The role of radiotherapy and chemotherapy is not clear; hence, surgery is the treatment of choice [1]. Due to intratumoral heterogeneity, MBC are chemoresistant. For hormone receptor-negative tumors, hormone therapy is unnecessary. Literature search reveals very few and inconsistent data with no standard treatment for this subgroup of breast cancer. Recently few clinical trials have documented the role of targeted gene therapy following genetic profiling [1].

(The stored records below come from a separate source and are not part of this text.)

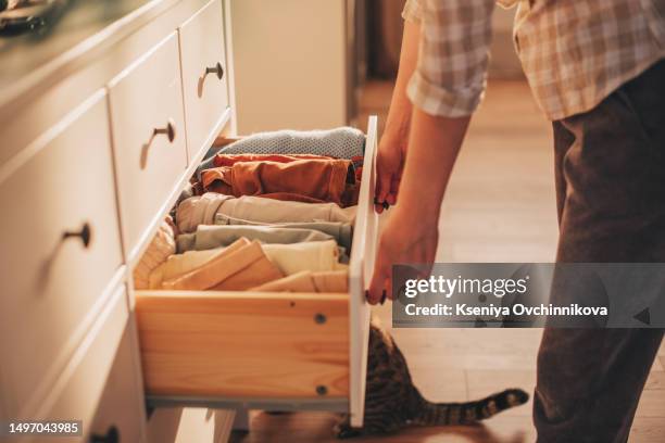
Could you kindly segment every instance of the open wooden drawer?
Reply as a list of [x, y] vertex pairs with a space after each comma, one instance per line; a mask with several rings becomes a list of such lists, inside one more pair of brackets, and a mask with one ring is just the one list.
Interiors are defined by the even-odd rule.
[[367, 128], [349, 293], [137, 291], [149, 405], [348, 412], [362, 426], [376, 117]]

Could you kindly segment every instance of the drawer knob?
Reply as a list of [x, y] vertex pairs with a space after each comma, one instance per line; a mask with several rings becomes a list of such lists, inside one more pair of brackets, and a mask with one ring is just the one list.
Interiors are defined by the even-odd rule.
[[160, 136], [162, 134], [168, 137], [168, 141], [173, 143], [173, 140], [175, 140], [175, 122], [173, 121], [173, 118], [168, 118], [168, 123], [166, 123], [165, 128], [155, 128], [152, 131], [153, 137]]
[[217, 62], [213, 67], [206, 67], [205, 75], [208, 74], [215, 74], [218, 79], [222, 79], [222, 77], [224, 77], [224, 67], [222, 67], [222, 63]]
[[92, 240], [92, 229], [90, 228], [90, 225], [86, 221], [84, 223], [84, 226], [80, 228], [79, 231], [65, 231], [62, 235], [63, 240], [71, 239], [71, 238], [80, 239], [84, 246], [87, 249], [88, 245], [90, 244], [90, 241]]
[[115, 426], [111, 426], [103, 435], [90, 435], [90, 443], [120, 443], [120, 431]]

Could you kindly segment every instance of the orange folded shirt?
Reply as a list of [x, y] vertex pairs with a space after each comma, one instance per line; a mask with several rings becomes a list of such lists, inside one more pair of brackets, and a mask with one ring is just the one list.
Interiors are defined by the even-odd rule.
[[330, 156], [314, 154], [217, 154], [213, 159], [216, 167], [233, 166], [240, 162], [276, 162], [290, 163], [298, 160], [330, 160]]
[[205, 169], [203, 188], [235, 197], [255, 195], [308, 203], [355, 204], [355, 177], [351, 162], [338, 159], [303, 159], [288, 163], [242, 162]]

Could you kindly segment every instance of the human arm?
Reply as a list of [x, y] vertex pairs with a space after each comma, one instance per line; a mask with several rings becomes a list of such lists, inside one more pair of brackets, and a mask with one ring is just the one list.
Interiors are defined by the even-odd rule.
[[424, 4], [400, 203], [380, 235], [369, 303], [392, 299], [392, 265], [434, 263], [441, 201], [485, 89], [492, 10], [491, 0]]

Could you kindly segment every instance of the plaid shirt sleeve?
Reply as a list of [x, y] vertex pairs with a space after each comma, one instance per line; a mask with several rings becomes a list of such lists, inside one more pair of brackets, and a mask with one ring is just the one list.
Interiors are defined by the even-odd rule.
[[474, 113], [485, 91], [493, 0], [409, 0], [404, 20], [419, 21], [418, 63], [406, 93], [427, 114]]
[[423, 0], [406, 0], [402, 10], [402, 18], [406, 22], [419, 23], [423, 17]]

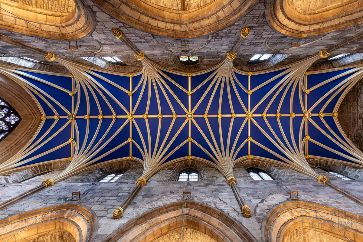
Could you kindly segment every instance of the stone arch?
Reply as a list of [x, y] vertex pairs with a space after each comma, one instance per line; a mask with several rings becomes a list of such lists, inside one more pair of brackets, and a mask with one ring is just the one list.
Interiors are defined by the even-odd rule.
[[56, 170], [65, 168], [69, 164], [68, 161], [58, 161], [42, 164], [28, 169], [0, 176], [0, 183], [17, 182]]
[[21, 34], [70, 41], [89, 34], [95, 27], [94, 17], [79, 0], [4, 0], [1, 7], [6, 11], [0, 14], [0, 27]]
[[238, 163], [235, 165], [234, 167], [237, 168], [239, 166], [242, 166], [245, 169], [251, 167], [258, 168], [267, 172], [277, 180], [287, 180], [291, 178], [289, 174], [285, 172], [286, 167], [272, 162], [249, 159]]
[[195, 72], [204, 69], [206, 67], [204, 57], [199, 56], [199, 62], [196, 64], [192, 65], [184, 65], [180, 63], [177, 56], [173, 56], [170, 58], [175, 69], [184, 72]]
[[174, 163], [171, 165], [172, 168], [169, 178], [169, 181], [176, 181], [180, 171], [188, 168], [195, 169], [198, 171], [200, 181], [203, 181], [205, 179], [204, 164], [201, 161], [187, 160]]
[[[276, 0], [273, 7], [266, 7], [266, 19], [271, 26], [284, 34], [301, 38], [354, 26], [363, 22], [359, 3], [337, 15], [354, 0]], [[329, 21], [328, 21], [329, 20]], [[323, 26], [321, 26], [324, 23]]]
[[4, 161], [30, 140], [40, 124], [42, 114], [37, 103], [22, 86], [3, 74], [0, 74], [0, 97], [21, 118], [16, 128], [1, 141], [0, 160]]
[[[324, 168], [329, 169], [355, 180], [363, 180], [363, 169], [361, 168], [325, 160], [309, 159], [307, 161], [311, 165], [323, 168], [323, 170]], [[336, 178], [332, 175], [330, 176], [332, 176]]]
[[16, 234], [8, 242], [25, 242], [29, 238], [65, 231], [73, 237], [73, 241], [92, 242], [97, 222], [94, 212], [82, 206], [68, 204], [48, 207], [0, 220], [0, 241]]
[[[314, 223], [309, 223], [312, 221]], [[308, 237], [316, 229], [317, 236], [325, 239], [319, 241], [328, 241], [328, 238], [329, 241], [349, 241], [336, 229], [338, 227], [352, 241], [363, 240], [363, 217], [310, 202], [289, 201], [276, 205], [266, 214], [262, 221], [262, 240], [293, 241], [289, 238], [291, 233], [303, 233]]]
[[142, 215], [105, 239], [107, 242], [148, 242], [183, 226], [218, 242], [257, 241], [239, 222], [220, 210], [190, 201], [171, 204]]
[[98, 181], [107, 174], [112, 172], [120, 170], [127, 171], [132, 166], [134, 163], [136, 163], [136, 162], [129, 160], [120, 160], [105, 164], [98, 167], [95, 170], [91, 171], [87, 174], [83, 173], [82, 176], [83, 178], [80, 181]]
[[[148, 32], [178, 38], [208, 34], [235, 22], [253, 7], [256, 0], [207, 0], [199, 6], [178, 11], [176, 2], [153, 0], [95, 0], [115, 17]], [[186, 1], [184, 1], [184, 2]], [[189, 3], [200, 1], [189, 1]], [[183, 32], [179, 12], [183, 14]]]
[[[334, 56], [332, 55], [332, 56]], [[335, 67], [338, 67], [344, 65], [347, 65], [349, 63], [358, 61], [362, 59], [363, 59], [363, 53], [352, 54], [333, 61], [327, 60], [321, 63], [313, 65], [308, 68], [307, 70], [309, 71], [316, 71], [334, 68]]]
[[257, 71], [266, 70], [272, 66], [280, 61], [282, 61], [290, 55], [281, 54], [274, 55], [267, 61], [261, 63], [249, 64], [246, 63], [242, 66], [241, 69], [245, 71]]

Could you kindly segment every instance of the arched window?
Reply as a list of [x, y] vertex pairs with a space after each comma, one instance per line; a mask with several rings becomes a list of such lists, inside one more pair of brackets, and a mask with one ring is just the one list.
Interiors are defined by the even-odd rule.
[[339, 173], [339, 172], [337, 172], [336, 171], [332, 171], [331, 170], [330, 170], [329, 169], [323, 169], [327, 172], [329, 172], [332, 175], [334, 175], [335, 176], [337, 176], [340, 179], [342, 179], [343, 180], [352, 180], [351, 178], [350, 178], [347, 176], [346, 176], [344, 175], [341, 174], [340, 173]]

In our case, even in the absence of axillary lymph node metastasis, aggressive chemotherapy was given due to the high-grade nature of IDC component and high-grade matrix leading to a higher probability of distant metastases.

Even though these tumors are composed of a mixture of high-grade IDC and heterologous stroma, each of which behaves aggressively, these composite tumors have a better 5-year survival rate with rare nodal metastasis. As regards this peculiarity, identifying MPC is crucial as its prognosis is superior to other MBCs and hence, it deserves a separate position in tumor classification [9]. In future it would be necessary to study a larger number of patients with MPC and further elucidate the clinicopathological characteristics of this malignancy.


Competing interests

The authors declare that they have no competing interests.